Linea Resourcing - STEM Recruiter Recruiting Team

StudySmarter Expert Advice 🤫

We think this is how you could land Quality Engineer

✨Tip Number 1

Familiarize yourself with the specific regulations and standards mentioned in the job description, such as ISO 13485 and FDA regulations. This knowledge will not only help you during the interview but also demonstrate your commitment to quality systems.

✨Tip Number 2

Prepare examples from your previous experience where you successfully managed CAPA activities or conducted audits. Being able to discuss real-life scenarios will showcase your expertise and problem-solving skills.

✨Tip Number 3

Network with professionals in the medical device or pharmaceutical industry. Engaging with others in your field can provide valuable insights and potentially lead to referrals for the Quality Engineer position.

✨Tip Number 4

Research the company’s products and their impact on the market. Understanding their business model and how quality systems contribute to their success will allow you to tailor your responses during the interview.

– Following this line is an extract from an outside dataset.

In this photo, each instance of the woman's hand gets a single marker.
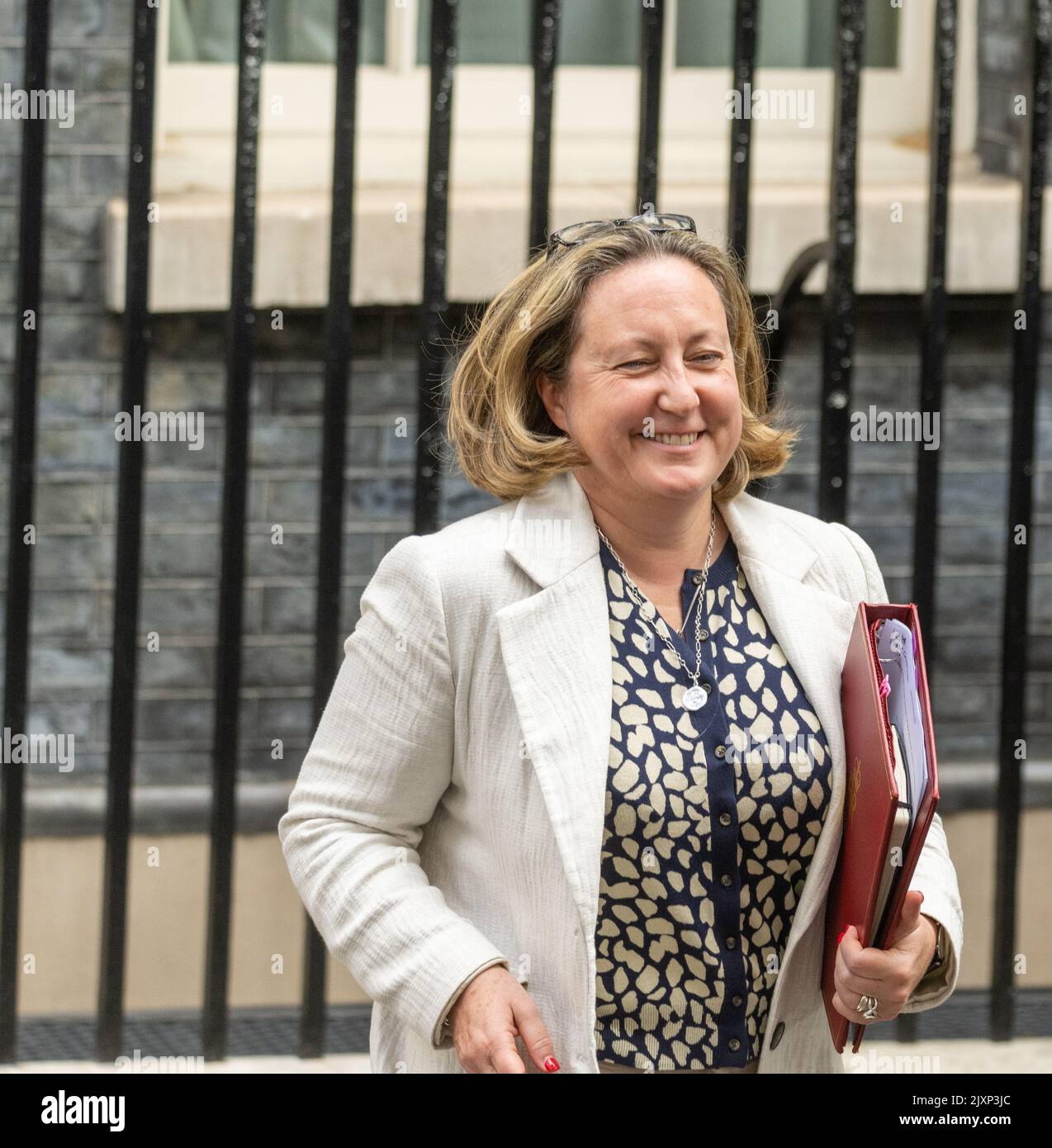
(489, 1015)
(889, 974)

We think you need these skills to ace Quality Engineer

Quality Management Systems (QMS)
CAPA Management
Internal and External Audits
ISO 13485 Knowledge
MDD Regulations
FDA Regulations
Non-Conformance Reports (NCRs)
Engineering Change Notices (ECNs)
Engineering Change Requests (ECRs)
Regulatory Compliance
Documentation Management
Training and Guidance
Process Improvement
Attention to Detail
Analytical Skills

Some tips for your application 🫡

Understand the Role: Take the time to thoroughly read the job description for the Quality Engineer position. Make sure you understand the key responsibilities and required qualifications, especially regarding QMS systems and regulatory standards.

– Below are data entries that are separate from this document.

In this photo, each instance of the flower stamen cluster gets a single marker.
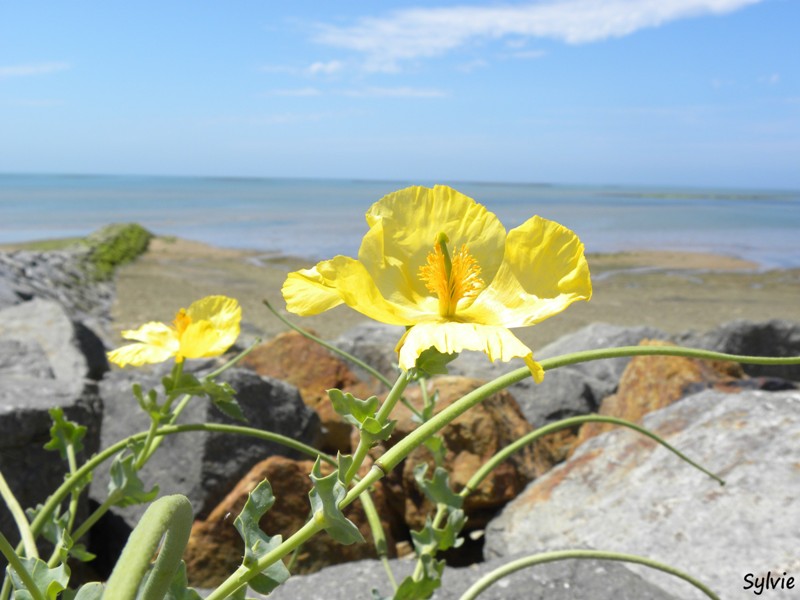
(451, 279)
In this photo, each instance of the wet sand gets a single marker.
(673, 291)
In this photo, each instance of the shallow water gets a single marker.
(320, 218)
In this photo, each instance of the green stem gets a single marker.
(529, 561)
(382, 416)
(243, 574)
(170, 515)
(15, 563)
(338, 351)
(347, 356)
(531, 437)
(58, 496)
(23, 525)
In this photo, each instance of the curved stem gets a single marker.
(382, 416)
(21, 520)
(15, 563)
(169, 517)
(531, 437)
(529, 561)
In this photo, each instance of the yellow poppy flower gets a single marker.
(207, 328)
(442, 265)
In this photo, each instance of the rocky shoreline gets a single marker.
(738, 421)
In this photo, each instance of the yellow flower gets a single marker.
(442, 265)
(208, 328)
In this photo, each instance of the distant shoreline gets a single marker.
(672, 291)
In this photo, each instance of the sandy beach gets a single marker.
(673, 291)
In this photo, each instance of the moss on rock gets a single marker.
(115, 245)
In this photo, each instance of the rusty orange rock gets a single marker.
(313, 369)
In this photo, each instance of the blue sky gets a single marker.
(662, 92)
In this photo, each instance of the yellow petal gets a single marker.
(312, 291)
(306, 293)
(498, 343)
(405, 226)
(140, 354)
(543, 272)
(213, 327)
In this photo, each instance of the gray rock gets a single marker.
(374, 343)
(565, 580)
(24, 358)
(597, 336)
(32, 472)
(623, 494)
(765, 338)
(73, 352)
(203, 465)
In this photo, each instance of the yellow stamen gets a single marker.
(450, 278)
(181, 322)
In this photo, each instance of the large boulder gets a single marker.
(73, 352)
(621, 492)
(204, 466)
(470, 440)
(215, 547)
(764, 338)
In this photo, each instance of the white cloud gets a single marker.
(427, 32)
(396, 92)
(325, 68)
(771, 79)
(299, 92)
(33, 69)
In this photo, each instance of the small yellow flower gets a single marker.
(442, 265)
(208, 328)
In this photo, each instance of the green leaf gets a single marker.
(430, 539)
(424, 588)
(256, 542)
(437, 489)
(353, 410)
(433, 362)
(325, 497)
(50, 582)
(222, 396)
(179, 586)
(88, 591)
(125, 483)
(64, 433)
(184, 383)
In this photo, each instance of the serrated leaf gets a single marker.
(353, 410)
(124, 482)
(50, 582)
(256, 542)
(222, 396)
(54, 527)
(432, 362)
(437, 489)
(325, 497)
(430, 539)
(425, 587)
(64, 433)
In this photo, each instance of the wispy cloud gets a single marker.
(299, 92)
(427, 32)
(33, 69)
(395, 92)
(325, 68)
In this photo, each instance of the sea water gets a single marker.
(316, 218)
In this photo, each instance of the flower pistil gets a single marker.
(450, 278)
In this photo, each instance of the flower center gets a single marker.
(181, 322)
(451, 278)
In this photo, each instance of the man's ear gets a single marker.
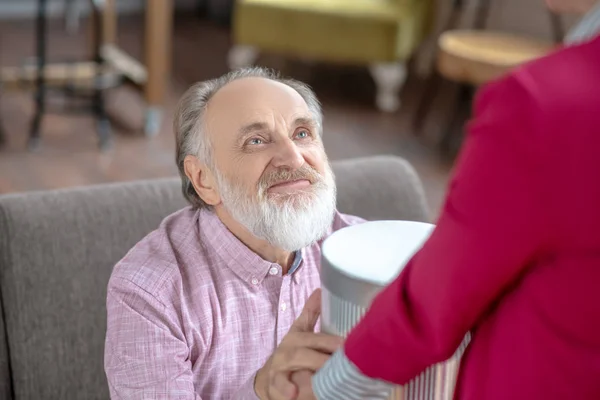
(202, 179)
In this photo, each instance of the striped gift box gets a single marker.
(358, 262)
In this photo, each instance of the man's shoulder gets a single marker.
(555, 85)
(161, 256)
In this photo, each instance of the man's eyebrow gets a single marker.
(253, 127)
(261, 126)
(305, 121)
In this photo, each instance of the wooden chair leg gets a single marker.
(427, 99)
(40, 85)
(453, 132)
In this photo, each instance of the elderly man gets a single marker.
(218, 299)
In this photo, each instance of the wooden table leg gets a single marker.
(157, 48)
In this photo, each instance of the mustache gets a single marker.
(286, 175)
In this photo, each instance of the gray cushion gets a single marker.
(58, 249)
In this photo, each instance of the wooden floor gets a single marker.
(69, 155)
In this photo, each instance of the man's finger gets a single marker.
(310, 314)
(303, 382)
(322, 342)
(300, 358)
(282, 388)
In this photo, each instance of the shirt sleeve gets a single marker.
(246, 391)
(146, 356)
(492, 226)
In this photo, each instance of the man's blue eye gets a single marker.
(303, 134)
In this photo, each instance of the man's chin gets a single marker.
(294, 199)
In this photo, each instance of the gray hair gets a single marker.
(189, 124)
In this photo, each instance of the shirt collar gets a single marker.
(586, 29)
(244, 262)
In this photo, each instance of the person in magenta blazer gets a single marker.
(515, 256)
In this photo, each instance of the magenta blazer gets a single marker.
(515, 257)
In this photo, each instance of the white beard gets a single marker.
(289, 222)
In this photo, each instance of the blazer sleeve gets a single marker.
(491, 226)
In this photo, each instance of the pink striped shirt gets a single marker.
(193, 313)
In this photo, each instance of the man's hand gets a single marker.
(301, 349)
(303, 381)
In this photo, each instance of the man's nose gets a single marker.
(288, 155)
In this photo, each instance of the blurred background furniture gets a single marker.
(93, 89)
(58, 248)
(473, 57)
(106, 59)
(380, 34)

Tailor Your CV: Customize your CV to highlight your relevant experience in managing QMS systems, particularly in medical device or pharmaceutical settings. Emphasize your familiarity with ISO 13485, MDD, and FDA regulations.

Craft a Compelling Cover Letter: Write a cover letter that connects your past experiences with the specific requirements of the role. Mention your experience with CAPA activities, internal audits, and how you can contribute to the company's quality performance.

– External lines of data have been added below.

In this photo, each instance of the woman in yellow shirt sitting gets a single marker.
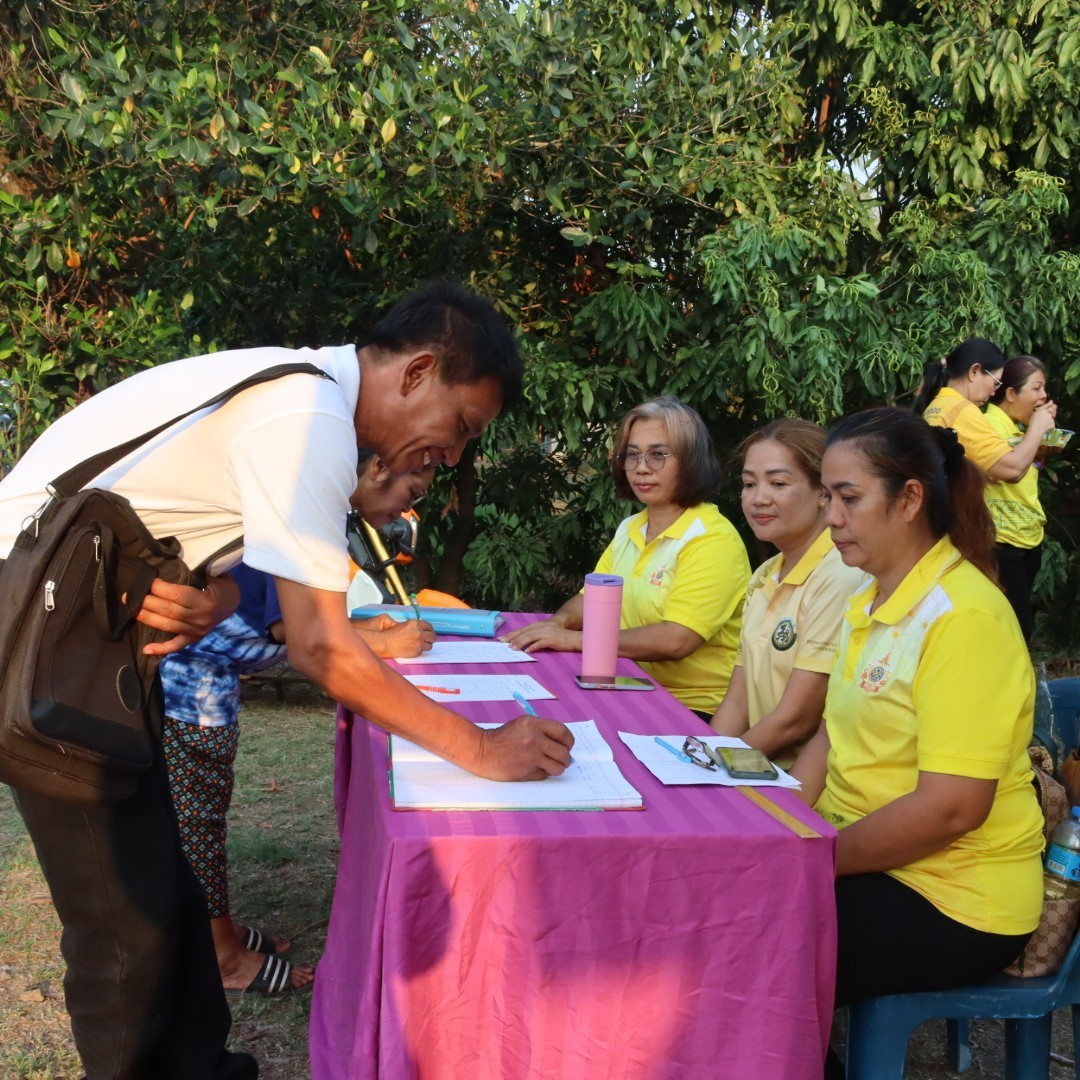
(953, 392)
(795, 602)
(1017, 514)
(921, 761)
(684, 566)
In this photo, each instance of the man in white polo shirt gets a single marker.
(272, 468)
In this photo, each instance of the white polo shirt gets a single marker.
(275, 464)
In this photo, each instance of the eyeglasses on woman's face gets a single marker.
(653, 459)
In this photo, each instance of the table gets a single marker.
(693, 939)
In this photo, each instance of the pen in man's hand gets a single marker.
(526, 707)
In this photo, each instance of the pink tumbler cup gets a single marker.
(599, 647)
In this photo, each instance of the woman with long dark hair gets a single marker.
(796, 599)
(684, 566)
(1018, 517)
(921, 761)
(953, 392)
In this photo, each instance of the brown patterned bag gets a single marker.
(1047, 947)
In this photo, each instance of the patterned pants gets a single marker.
(200, 778)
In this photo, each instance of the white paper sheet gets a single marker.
(421, 781)
(451, 688)
(669, 769)
(469, 652)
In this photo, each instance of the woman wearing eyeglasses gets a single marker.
(684, 566)
(795, 602)
(1017, 513)
(953, 392)
(921, 763)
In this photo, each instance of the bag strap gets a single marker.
(78, 476)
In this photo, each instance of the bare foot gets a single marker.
(280, 944)
(239, 969)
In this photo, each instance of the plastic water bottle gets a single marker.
(1061, 879)
(603, 609)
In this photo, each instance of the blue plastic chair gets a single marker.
(879, 1028)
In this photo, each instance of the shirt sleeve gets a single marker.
(710, 583)
(971, 691)
(981, 443)
(294, 476)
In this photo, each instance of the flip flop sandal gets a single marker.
(257, 941)
(274, 976)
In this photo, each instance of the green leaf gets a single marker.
(72, 86)
(322, 59)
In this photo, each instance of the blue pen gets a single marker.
(677, 753)
(526, 707)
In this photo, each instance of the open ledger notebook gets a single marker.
(419, 780)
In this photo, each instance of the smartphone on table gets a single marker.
(744, 763)
(612, 683)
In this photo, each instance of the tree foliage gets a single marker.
(763, 210)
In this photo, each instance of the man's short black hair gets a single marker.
(463, 331)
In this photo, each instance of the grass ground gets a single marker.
(282, 856)
(282, 852)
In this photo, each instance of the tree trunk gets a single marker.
(451, 565)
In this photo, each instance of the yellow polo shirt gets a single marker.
(939, 679)
(793, 623)
(981, 443)
(693, 574)
(1018, 518)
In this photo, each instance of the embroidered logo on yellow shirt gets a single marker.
(784, 635)
(875, 675)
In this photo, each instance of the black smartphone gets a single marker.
(744, 763)
(612, 683)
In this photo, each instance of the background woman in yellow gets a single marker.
(953, 392)
(1017, 514)
(921, 761)
(684, 566)
(795, 602)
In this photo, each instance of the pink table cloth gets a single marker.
(693, 939)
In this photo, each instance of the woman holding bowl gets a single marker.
(684, 566)
(921, 761)
(953, 392)
(795, 602)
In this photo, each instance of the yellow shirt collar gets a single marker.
(920, 579)
(639, 523)
(811, 557)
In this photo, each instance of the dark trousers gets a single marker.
(1016, 570)
(142, 987)
(890, 940)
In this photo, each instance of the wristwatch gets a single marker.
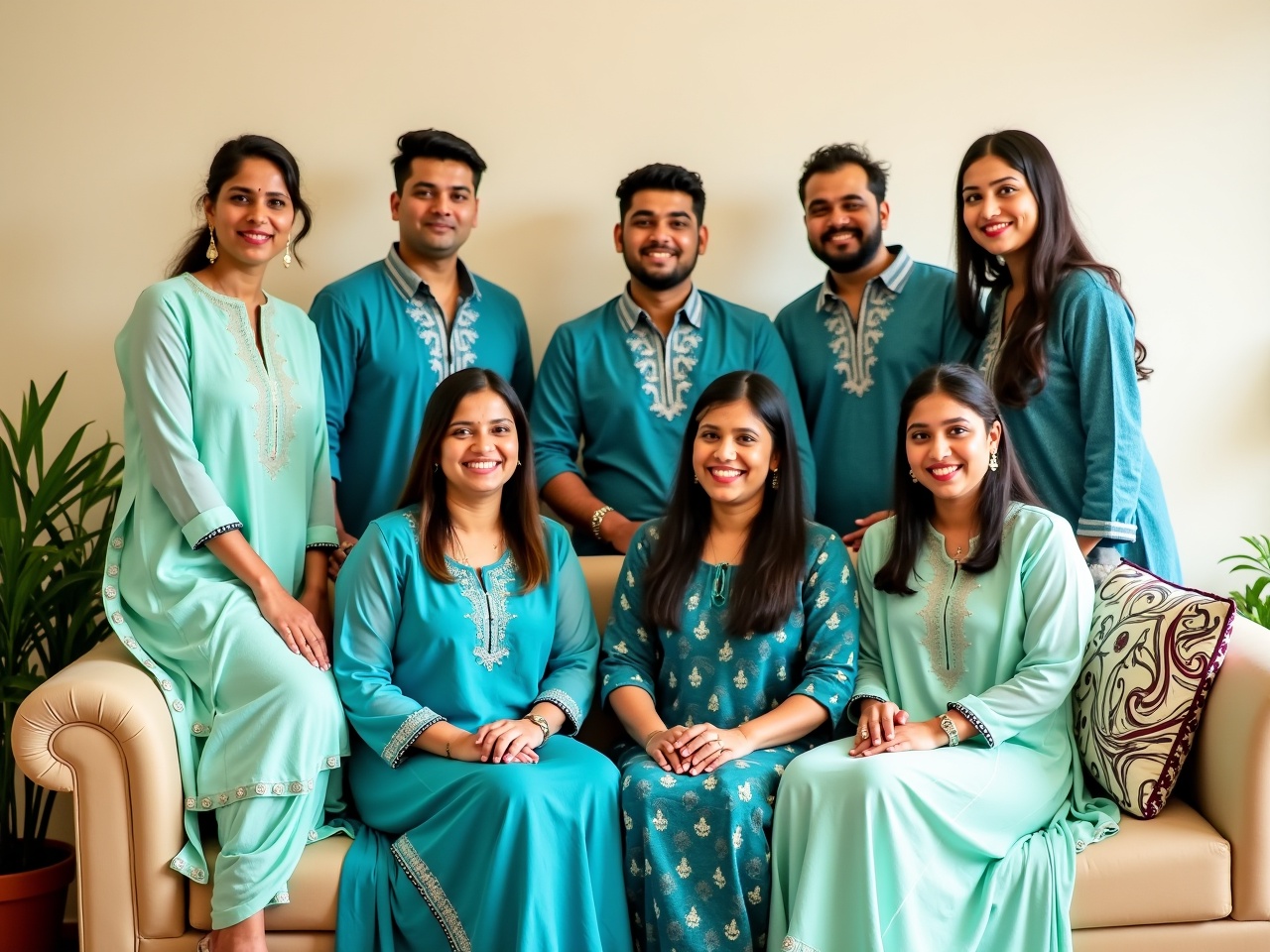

Highlight Your Skills: In your application, make sure to showcase your skills in advising teams on regulatory requirements and your ability to develop and improve QMS documentation. This will demonstrate your value to the company.

How to prepare for a job interview at Linea Resourcing - STEM Recruiter

✨Showcase Your QMS Experience

Be prepared to discuss your previous experience managing Quality Management Systems, especially in medical device or pharmaceutical settings. Highlight specific examples of CAPA activities you've managed and how they contributed to compliance and quality.

✨Demonstrate Knowledge of Regulations

Familiarize yourself with ISO 13485, MDD, and FDA regulations. During the interview, confidently discuss how your knowledge of these standards has influenced your work and decision-making processes in past roles.

✨Prepare for Audit Scenarios

Expect questions related to internal and external audits. Prepare to share your experiences conducting audits, including challenges faced and how you ensured compliance. This will demonstrate your hands-on expertise in maintaining quality standards.

✨Emphasize Team Collaboration

Quality Engineers often work closely with engineering, production, and design teams. Be ready to provide examples of how you've advised these teams on regulatory requirements and how you facilitated training on QMS documentation and processes.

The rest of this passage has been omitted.